A teenage boy has denied that his allegations of sexual abuse against his father are a result of things becoming “twisted” in his brain after he was taken into care as a six-year-old.
The now 17-year-old boy, whose two older sisters have already given evidence of the sexual abuse they allege their father perpetrated on them, was giving evidence during his third day of cross examination.
The jury spent much of the morning watching home video footage recorded by the accused man of birthday parties, access visits and home life.
His 73-year-old father has pleaded not guilty at the Central Criminal Court to sexually assaulting and raping two daughters between the ages of four and 11 and sexually assaulting his son from the age of three to six at various locations between 1995 and 2002.
He told defence counsel, Mr Blaise O’Carroll SC, defending, that he did not remember telling a social worker in 2005 that he did not want anything to do with his dad and that when he grew up he wanted to beat him with a baseball bat. “I don’t remember but I probably said it,” he replied.
Mr O’Carroll put it to him that his father absolutely denied that he had sexually abused him. “I don’t think he would say he did,” he replied.

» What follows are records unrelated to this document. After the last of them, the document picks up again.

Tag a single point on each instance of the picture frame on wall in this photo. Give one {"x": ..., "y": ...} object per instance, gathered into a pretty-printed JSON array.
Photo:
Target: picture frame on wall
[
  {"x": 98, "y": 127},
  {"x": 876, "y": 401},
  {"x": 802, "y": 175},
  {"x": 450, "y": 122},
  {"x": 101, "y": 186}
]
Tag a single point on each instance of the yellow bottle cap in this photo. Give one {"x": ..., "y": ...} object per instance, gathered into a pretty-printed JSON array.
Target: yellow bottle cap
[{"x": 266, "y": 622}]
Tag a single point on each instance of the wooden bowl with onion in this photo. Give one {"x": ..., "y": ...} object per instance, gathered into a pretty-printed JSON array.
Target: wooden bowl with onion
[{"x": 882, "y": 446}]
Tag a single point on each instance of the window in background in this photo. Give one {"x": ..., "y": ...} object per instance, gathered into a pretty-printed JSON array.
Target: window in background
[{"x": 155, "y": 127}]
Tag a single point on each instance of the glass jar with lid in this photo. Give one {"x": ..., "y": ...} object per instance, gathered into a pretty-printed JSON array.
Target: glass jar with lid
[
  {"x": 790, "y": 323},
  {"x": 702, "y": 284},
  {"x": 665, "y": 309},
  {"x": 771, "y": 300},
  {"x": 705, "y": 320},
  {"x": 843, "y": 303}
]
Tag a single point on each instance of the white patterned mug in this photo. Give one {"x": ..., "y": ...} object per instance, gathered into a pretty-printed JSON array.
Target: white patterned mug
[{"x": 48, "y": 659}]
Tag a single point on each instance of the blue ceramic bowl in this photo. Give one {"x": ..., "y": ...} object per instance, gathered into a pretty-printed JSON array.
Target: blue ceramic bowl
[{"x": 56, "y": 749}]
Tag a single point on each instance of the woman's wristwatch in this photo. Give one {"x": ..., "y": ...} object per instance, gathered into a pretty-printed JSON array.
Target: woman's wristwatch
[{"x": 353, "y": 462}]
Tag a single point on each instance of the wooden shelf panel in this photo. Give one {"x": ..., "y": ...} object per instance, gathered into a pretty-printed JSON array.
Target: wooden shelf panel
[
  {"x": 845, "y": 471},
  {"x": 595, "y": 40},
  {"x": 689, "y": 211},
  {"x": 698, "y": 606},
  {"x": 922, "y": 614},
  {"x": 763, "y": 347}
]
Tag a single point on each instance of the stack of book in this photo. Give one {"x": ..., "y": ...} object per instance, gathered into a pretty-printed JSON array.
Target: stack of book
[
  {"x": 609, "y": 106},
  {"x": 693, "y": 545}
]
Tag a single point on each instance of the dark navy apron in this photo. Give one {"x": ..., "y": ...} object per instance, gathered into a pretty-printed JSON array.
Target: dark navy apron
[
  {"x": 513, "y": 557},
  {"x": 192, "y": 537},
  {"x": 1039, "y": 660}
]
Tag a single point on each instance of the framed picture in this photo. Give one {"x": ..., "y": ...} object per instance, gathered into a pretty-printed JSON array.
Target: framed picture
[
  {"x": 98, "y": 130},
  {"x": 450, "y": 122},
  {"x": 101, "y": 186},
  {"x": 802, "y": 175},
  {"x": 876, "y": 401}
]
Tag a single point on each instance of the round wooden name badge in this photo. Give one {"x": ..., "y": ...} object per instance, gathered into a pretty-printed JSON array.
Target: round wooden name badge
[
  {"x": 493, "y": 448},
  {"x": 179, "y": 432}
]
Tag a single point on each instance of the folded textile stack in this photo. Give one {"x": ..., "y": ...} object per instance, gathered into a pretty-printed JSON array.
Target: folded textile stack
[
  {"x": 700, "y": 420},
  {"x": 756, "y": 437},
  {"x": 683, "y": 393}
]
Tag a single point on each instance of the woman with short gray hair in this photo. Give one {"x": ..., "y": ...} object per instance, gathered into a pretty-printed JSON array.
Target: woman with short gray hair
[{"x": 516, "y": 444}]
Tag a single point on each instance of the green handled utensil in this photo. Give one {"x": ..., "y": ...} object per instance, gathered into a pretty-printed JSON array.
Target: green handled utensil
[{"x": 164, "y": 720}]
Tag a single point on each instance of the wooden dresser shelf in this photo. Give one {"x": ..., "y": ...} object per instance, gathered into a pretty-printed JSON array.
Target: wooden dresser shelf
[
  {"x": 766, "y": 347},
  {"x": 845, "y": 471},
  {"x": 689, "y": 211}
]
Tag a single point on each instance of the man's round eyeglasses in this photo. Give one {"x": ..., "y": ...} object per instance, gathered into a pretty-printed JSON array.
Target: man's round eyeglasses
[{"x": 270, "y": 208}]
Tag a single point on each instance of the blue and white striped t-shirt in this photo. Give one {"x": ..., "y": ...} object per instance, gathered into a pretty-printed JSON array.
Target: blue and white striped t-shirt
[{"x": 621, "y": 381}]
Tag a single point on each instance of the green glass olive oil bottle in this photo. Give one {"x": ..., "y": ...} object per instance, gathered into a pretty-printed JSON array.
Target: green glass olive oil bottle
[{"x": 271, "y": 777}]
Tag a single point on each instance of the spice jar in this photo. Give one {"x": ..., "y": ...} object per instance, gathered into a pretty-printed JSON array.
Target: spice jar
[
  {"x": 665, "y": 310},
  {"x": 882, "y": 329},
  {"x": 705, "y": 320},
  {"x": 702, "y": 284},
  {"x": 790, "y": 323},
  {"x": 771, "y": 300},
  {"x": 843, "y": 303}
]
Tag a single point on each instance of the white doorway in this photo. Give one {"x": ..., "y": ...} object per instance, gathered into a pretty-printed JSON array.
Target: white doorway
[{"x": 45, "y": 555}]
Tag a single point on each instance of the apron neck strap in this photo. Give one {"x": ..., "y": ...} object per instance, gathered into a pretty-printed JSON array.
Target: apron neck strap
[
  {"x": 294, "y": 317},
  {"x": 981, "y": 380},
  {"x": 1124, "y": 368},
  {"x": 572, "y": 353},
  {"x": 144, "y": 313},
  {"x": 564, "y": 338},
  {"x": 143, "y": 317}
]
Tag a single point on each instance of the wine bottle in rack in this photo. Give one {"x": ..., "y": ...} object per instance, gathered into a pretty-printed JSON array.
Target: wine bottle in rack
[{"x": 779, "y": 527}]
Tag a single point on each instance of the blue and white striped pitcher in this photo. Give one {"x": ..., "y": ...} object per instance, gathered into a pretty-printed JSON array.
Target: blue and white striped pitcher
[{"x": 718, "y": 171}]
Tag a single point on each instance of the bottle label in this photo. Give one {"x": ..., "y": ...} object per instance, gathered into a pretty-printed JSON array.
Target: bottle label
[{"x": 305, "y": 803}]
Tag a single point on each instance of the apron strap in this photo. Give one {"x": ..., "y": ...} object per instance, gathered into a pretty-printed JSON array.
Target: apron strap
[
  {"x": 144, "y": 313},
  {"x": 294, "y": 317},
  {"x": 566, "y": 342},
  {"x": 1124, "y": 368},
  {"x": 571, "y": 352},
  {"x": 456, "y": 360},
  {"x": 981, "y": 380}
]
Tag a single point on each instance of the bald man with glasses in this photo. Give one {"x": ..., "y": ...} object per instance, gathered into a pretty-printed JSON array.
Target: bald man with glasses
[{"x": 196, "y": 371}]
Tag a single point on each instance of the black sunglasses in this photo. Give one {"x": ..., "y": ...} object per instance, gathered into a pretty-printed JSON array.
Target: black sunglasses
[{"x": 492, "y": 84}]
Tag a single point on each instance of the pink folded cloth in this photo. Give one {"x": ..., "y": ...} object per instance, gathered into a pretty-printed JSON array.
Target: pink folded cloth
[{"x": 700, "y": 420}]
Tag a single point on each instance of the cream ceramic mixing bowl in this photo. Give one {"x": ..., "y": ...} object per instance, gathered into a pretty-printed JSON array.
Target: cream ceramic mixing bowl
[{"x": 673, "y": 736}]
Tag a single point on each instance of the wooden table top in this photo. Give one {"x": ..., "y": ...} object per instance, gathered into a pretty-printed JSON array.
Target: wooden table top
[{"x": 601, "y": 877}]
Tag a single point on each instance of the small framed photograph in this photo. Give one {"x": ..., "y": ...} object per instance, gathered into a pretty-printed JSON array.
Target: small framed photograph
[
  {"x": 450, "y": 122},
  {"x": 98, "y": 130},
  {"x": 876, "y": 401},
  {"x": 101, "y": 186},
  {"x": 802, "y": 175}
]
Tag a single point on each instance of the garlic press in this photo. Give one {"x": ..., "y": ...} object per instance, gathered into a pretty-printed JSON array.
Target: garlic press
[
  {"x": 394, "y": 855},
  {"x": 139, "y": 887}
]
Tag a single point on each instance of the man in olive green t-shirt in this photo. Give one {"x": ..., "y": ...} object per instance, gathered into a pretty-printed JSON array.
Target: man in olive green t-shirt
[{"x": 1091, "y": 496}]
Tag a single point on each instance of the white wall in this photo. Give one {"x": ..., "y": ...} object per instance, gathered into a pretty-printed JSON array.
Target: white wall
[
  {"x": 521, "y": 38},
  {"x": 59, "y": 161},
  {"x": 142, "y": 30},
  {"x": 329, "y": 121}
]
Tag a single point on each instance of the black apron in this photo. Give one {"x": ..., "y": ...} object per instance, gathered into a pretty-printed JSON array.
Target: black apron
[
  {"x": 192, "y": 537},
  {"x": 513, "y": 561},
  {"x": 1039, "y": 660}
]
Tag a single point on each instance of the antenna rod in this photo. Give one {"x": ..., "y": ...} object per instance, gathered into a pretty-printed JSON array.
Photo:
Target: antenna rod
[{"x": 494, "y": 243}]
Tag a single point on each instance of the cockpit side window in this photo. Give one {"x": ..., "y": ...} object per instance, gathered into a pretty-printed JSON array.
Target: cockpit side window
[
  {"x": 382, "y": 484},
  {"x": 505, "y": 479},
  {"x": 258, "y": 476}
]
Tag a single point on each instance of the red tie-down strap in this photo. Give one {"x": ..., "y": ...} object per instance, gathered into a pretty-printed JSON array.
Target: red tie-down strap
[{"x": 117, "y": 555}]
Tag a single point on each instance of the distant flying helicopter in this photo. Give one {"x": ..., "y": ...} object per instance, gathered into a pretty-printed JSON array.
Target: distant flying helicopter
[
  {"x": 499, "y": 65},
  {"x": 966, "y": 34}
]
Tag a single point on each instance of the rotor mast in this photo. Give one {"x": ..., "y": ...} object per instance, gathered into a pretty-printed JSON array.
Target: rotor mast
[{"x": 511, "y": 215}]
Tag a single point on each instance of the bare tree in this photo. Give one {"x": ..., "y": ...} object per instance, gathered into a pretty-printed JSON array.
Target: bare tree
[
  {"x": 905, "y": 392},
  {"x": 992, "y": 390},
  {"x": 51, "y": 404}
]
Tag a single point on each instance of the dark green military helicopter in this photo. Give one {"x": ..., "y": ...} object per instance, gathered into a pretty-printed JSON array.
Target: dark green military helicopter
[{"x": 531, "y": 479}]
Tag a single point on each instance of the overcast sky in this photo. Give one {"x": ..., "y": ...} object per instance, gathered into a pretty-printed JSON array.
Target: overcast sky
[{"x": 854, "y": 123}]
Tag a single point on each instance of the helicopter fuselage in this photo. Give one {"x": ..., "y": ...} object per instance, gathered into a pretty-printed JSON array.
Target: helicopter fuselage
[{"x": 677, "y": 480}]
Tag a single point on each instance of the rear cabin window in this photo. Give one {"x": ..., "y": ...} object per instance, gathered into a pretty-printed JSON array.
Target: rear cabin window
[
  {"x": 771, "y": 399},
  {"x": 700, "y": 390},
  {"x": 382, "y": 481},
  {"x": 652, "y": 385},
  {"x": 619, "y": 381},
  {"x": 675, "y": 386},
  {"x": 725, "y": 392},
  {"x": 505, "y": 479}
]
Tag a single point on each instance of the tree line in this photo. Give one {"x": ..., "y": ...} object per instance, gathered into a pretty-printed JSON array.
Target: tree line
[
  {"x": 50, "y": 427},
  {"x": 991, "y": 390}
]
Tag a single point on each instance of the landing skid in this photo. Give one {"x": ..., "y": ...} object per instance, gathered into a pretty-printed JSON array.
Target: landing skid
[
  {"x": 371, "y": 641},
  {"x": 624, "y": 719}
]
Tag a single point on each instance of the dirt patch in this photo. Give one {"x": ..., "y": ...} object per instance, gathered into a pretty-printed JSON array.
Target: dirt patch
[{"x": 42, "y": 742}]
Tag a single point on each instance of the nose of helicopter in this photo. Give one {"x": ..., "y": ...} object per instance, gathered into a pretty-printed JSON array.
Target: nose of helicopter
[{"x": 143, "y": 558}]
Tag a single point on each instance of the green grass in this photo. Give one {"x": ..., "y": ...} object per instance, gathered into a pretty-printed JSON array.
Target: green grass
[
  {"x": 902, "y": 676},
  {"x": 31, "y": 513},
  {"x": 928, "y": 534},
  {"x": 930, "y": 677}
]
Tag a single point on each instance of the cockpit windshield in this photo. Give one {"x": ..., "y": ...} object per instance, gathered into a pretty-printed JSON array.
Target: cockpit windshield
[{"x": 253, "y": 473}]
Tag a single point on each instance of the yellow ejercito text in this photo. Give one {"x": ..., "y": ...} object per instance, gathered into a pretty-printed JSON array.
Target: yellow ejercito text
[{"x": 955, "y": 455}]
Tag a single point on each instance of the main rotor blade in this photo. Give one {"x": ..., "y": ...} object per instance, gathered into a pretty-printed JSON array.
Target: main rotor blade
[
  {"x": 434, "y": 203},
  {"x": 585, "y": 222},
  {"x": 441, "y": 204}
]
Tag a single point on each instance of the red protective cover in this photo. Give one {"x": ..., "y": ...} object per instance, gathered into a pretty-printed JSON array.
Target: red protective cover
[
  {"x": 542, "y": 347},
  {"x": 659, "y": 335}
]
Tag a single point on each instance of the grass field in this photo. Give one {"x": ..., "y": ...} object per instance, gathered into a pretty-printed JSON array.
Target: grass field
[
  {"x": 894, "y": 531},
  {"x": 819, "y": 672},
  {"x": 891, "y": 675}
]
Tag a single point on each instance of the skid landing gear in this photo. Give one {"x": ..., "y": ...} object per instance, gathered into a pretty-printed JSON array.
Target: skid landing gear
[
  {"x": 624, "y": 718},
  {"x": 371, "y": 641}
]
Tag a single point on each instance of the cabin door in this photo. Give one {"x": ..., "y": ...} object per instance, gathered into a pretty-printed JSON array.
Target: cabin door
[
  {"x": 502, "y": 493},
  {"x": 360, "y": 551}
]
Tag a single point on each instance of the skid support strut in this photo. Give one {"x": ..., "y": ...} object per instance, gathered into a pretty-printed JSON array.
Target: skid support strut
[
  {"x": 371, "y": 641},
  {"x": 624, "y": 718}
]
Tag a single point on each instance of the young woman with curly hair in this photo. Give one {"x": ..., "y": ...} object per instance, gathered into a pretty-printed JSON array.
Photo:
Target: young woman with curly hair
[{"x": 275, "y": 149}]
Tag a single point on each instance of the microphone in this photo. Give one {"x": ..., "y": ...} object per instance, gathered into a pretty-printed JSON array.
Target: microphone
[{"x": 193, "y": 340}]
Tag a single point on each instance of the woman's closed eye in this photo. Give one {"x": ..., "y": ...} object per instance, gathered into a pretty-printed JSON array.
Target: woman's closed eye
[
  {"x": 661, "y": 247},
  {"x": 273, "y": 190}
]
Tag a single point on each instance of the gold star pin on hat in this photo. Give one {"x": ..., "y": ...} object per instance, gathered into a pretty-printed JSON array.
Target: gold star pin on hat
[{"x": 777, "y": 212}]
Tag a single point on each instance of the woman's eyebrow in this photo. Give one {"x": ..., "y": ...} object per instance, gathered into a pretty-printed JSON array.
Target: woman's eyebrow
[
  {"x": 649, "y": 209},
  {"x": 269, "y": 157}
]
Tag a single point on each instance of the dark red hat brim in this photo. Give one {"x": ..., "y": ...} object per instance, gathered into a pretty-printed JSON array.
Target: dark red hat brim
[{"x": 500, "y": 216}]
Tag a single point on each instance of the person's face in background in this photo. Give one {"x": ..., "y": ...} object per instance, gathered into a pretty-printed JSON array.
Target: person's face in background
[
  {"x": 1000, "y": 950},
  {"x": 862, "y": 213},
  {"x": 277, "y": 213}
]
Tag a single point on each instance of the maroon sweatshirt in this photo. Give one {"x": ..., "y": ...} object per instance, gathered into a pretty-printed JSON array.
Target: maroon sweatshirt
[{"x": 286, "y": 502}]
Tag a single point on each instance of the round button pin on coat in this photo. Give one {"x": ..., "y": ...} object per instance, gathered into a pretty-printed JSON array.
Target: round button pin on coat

The boy denied that whatever had gone on his brain since he left home had been twisted and he had formed a conviction that something had happened which had never happened.
Mr O’Carroll put it to him that the home life captured on the video footage showed a spontaneity which painted a completely different picture then his evidence. The boy told him “I just remember the parts in my statement, that’s why I said it was like hell.”
He told Mr O’Carroll “I remember stuff he did to me” when it was suggested that he had little recall of home life.
The boy agreed with Ms Isobel Kennedy SC, prosecuting, during re-examination, that a home video which showed him with hair of normal length and wearing a tracksuit had been taken during an access visit after he was taken into foster care.
The trial continues before Mr Justice George Birmingham and a jury of eight men and four women.